After 30 working years in London and a further 10 in Suffolk, inhabiting the landscapes of peoples’ minds as a psychotherapist, Ruth turned her focus back to the external world and began the slow process of letting its energy run in her veins again. She has, to her surprise, found the flat coastal landscape of Suffolk to be one which she can, despite its flat lines, connect with. The easterly edge; the sea which would take back the land; the quiet, undramatic ‘valleys’ which have barely an incline, may have contributed to developing her practice into an increasingly minimalist form.
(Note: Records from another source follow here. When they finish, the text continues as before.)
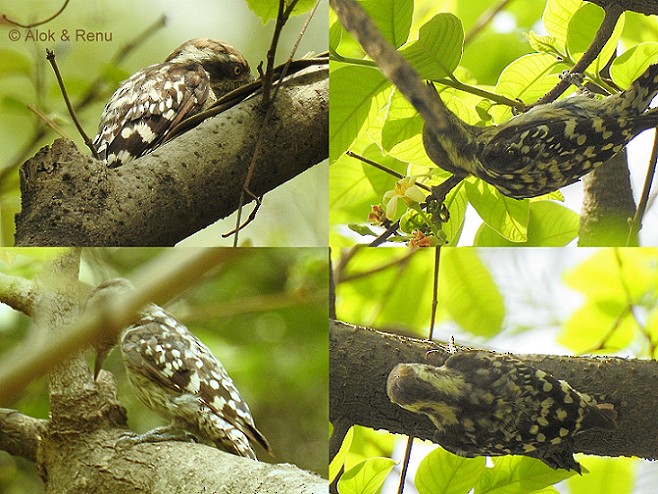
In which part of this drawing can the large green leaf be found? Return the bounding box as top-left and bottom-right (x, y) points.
(329, 66), (390, 160)
(338, 458), (395, 494)
(439, 248), (505, 337)
(360, 0), (414, 48)
(400, 14), (464, 80)
(414, 448), (486, 494)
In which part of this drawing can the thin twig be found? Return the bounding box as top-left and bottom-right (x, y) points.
(222, 191), (263, 238)
(398, 436), (414, 494)
(0, 16), (166, 184)
(233, 0), (320, 247)
(464, 0), (514, 46)
(27, 105), (69, 139)
(527, 3), (624, 110)
(46, 48), (100, 159)
(626, 129), (658, 247)
(345, 151), (432, 192)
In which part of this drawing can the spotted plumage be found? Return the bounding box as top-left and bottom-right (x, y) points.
(387, 351), (616, 472)
(90, 279), (269, 459)
(94, 38), (251, 167)
(423, 64), (658, 199)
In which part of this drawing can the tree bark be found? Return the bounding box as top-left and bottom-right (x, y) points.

She suspects that her work evolves much as the work she did as a Group Analytic Psychotherapist over a number of decades, through following, responding, considering, waiting, and observing.
For four years Ruth has concentrated on watercolour, a medium which is often associated with ‘safe’, realistic painting. But the translucency of the medium pulled her in, and its very wateriness and unwillingness to be messed about with also challenged her.
Ruth looks forward to the chance to return to a landscape that has elements even more dynamic than her childhood Pennines. She is excited at the possibility of seeing where her mark making will go when once again back in a beloved wild, even wilderness space.